Non, l’ENA n’a pas le mo­no­pole de la haute fonc­tion pu­blique. Plus de la moi­tié des membres de celle-ci - qui peuvent être par exemple am­bas­sa­deurs, pré­fets, rec­teurs, in­gé­nieurs des corps des Mines ou des Ponts, ad­mi­nis­tra­teurs de l’In­see, di­rec­teurs d’ad­mi­nis­tra­tion cen­trale, ins­pec­teurs gé­né­raux - ne sont pas d’an­ciens élèves de l’ENA.

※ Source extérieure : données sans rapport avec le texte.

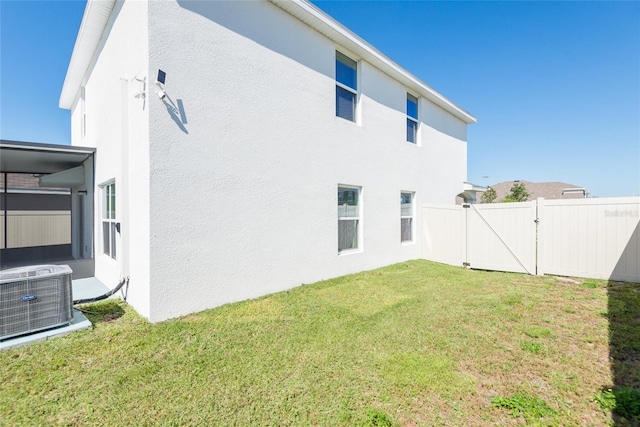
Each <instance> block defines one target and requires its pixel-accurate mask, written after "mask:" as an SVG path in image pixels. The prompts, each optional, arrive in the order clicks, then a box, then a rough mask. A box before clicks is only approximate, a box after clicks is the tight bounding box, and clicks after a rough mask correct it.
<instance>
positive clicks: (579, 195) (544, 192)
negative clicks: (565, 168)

Non, l’ENA n’est pas una­ni­me­ment cri­ti­quée. Au contraire, parce que l’image de l’ad­mi­nis­tra­tion fran­çaise est ex­cel­lente en Eu­rope et dans le monde, elle est ap­pe­lée par de nom­breux pays pour tenir à Paris ou à l’étran­ger des sé­mi­naires de dé­on­to­lo­gie, de conduite de pro­jet ou de ma­na­ge­ment pu­blic : sa for­ma­tion conti­nue a été ap­pré­ciée par plus de 10.000 per­sonnes en 2018. De­puis 2005, 8583 mi­nistres et hauts fonc­tion­naires des États membres de l’Union eu­ro­péenne ont de­mandé à suivre des for­ma­tions dis­pen­sées par l’ENA lorsque leur pays était ap­pelé à pré­si­der le Conseil de l’Union. L’École en­tre­tient au­jour­d’hui des re­la­tions pri­vi­lé­giées avec les ad­mi­nis­tra­tions et les écoles de for­ma­tion de hauts fonc­tion­naires de plus de 130 États. Le 11 avril der­nier, elle était in­vi­tée à cé­lé­brer le 70e an­ni­ver­saire de l’ENA de Tu­ni­sie qui pro­clame avec fierté sa de­vise : «En­ga­ge­ment. Neu­tra­lité. Ab­né­ga­tion».

*Patrick Gérard, Conseiller d’État, di­rec­teur de l’ENA de­puis 2017.